KedaiPena.Com – Pengamat politik dari Indonesia Political Opinion (IPO) Dedi Kurnia Syah, menilai penolakan 35 investor global terhadap UU Omnibus Law Cipta Kerja akan berdampak buruk bagi pemerintah.
Dedi begitu ia disapa mengatakan, ada dua dampak buruk yang berimbas kepada pemerintah dengan penolakan dari 35 global investor terhadap omnibus law cipta kerja.
“Pertama, pemerintah dan DPR tidak miliki sense of moral legislation, yakni komitmen moral untuk menghasilkan Undang-undang yang secara kualitas berorientasi pada kepentingan publik, dan tentu mendapat dukungan publik,” kata Dedi kepada KedaiPena.Com, Senin, (12/10/2020).
Kedua, lanjut Dedi, UU Ciptaker menjadi ironi, dan menjadi pemantik kegaduhan publik, dalam posisi puncak ketika tuntutan publik diabaikan, beresiko memunculkan aksi massa yang lebih besar dan terakomodir.
Padahal, lanjut Dedi, jangan sampai aksi publik ini dijadikan momentum pembuktian jika Presiden layak dilengserkan.
“Tentu kita semua tidak berharap demikian itu terjadi.
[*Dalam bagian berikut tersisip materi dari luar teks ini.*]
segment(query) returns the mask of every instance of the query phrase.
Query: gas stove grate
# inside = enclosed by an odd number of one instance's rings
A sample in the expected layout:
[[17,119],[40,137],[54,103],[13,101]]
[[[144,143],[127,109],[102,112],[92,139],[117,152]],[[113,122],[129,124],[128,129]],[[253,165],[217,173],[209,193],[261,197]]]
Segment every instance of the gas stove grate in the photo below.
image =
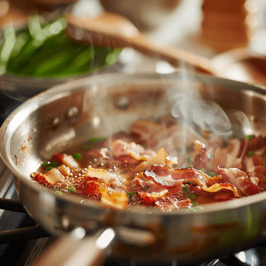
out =
[[[9,194],[8,189],[9,188],[10,188],[13,186],[13,190],[11,190],[13,192],[12,193],[15,193],[14,185],[14,183],[12,183],[13,179],[12,174],[5,168],[0,161],[0,218],[3,218],[1,217],[4,212],[7,211],[7,213],[10,214],[8,217],[12,219],[12,215],[11,213],[12,211],[14,212],[13,213],[13,215],[15,215],[15,213],[20,213],[21,215],[26,215],[30,218],[28,215],[26,214],[27,212],[23,205],[19,200],[18,200],[18,198],[17,197],[16,200],[9,199],[11,197],[10,195]],[[2,197],[3,197],[2,198]],[[8,223],[9,221],[7,221],[7,222]],[[0,247],[3,246],[2,244],[7,243],[12,246],[12,245],[15,244],[17,242],[24,243],[25,241],[30,242],[31,241],[32,241],[32,240],[36,239],[35,240],[35,243],[31,247],[30,253],[28,254],[27,257],[25,260],[26,262],[22,264],[15,264],[23,266],[31,266],[43,248],[49,245],[54,239],[53,238],[48,237],[51,236],[51,235],[39,226],[38,225],[36,225],[36,223],[34,223],[32,219],[29,223],[28,222],[26,224],[30,226],[26,225],[22,228],[17,227],[15,229],[10,230],[3,230],[2,227],[0,226]],[[132,266],[133,265],[136,266],[134,261],[130,263],[130,265],[128,264],[118,261],[115,262],[109,261],[106,263],[105,266]],[[172,266],[175,265],[177,266],[178,264],[174,262]],[[264,266],[264,265],[266,265],[266,248],[261,247],[251,249],[231,255],[226,259],[213,260],[210,261],[205,262],[198,266]]]

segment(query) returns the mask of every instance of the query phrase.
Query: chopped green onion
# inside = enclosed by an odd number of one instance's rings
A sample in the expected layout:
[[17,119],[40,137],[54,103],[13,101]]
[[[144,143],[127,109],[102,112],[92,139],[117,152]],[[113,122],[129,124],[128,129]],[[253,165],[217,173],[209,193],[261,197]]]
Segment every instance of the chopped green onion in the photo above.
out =
[[130,197],[132,197],[133,195],[135,195],[136,192],[135,191],[132,191],[132,192],[129,192],[127,194]]
[[209,176],[213,176],[216,175],[216,173],[214,172],[210,172],[208,174],[208,175]]
[[89,149],[90,148],[90,144],[84,144],[82,146],[82,147],[83,149]]
[[47,166],[49,166],[49,164],[48,163],[48,162],[43,162],[43,166],[44,166],[45,167],[47,167]]
[[254,135],[249,135],[248,136],[247,136],[247,138],[249,140],[250,140],[252,139],[253,138],[255,137],[255,136]]
[[79,159],[81,159],[82,158],[82,156],[80,153],[78,152],[76,152],[73,155],[73,157],[75,160],[78,160]]
[[53,166],[54,167],[57,167],[59,166],[59,165],[56,162],[51,163],[49,165],[50,166]]
[[188,190],[188,187],[186,186],[184,186],[182,188],[182,189],[183,190],[183,191],[186,191]]
[[188,194],[187,196],[190,199],[193,199],[193,198],[195,197],[195,195],[194,194],[191,194],[190,193]]
[[47,171],[50,171],[53,168],[55,168],[55,167],[54,166],[48,166],[47,168],[46,169]]
[[90,139],[90,141],[92,143],[95,143],[98,141],[103,141],[105,139],[105,138],[103,137],[98,137],[98,138],[91,138]]

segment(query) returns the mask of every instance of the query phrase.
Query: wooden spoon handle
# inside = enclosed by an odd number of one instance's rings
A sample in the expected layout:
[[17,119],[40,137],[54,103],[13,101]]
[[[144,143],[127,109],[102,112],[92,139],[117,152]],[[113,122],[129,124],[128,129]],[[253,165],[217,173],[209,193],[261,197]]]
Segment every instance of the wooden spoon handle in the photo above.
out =
[[175,67],[183,61],[201,72],[214,74],[211,62],[207,58],[176,47],[156,44],[140,34],[130,39],[132,47],[145,55],[164,60]]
Jika aksi terus terjadi dan pemerintah acuh, bukan tidak mungkin dunia internasional terpengaruh,” tegas Dedi.
Terlebih lagi, kata Dedi, dari produk legislasi Ciptaker minim kepercayaan publik dan bisa saja kelunturan kepercayaan itu mengarah pada proses yang serba tidak terbuka.
“Bahkan hingga hari ini naskah yang disahkan sekalipun masih simpang siur, dan belum ada titik finalnya. Tentu ini keanehan sepanjang sejarah legislasi di Indonesia,” tandas Dedi.
Diketahui, 35 investor global menolak Undang- undang (UU) Omnibus Law cipta kerja. 35 investor global tersebut yang mengelola aset senilai 4,1 triliun dollar AS (Rp 60.339 triliun).
Para investor tersebut memperingatkan Pemerintah Indonesia bahwa UU tersebut justru dapat menimbulkan risiko baru bagi eksistensi hutan tropis.
Dalam surat yang dilihat oleh Reuters, sebanyak 35 investor mengungkapkan keprihatinan mereka. Surat tersebut dikirim beberapa jam sebelum RUU Cipta Kerja disahkan jadi UU.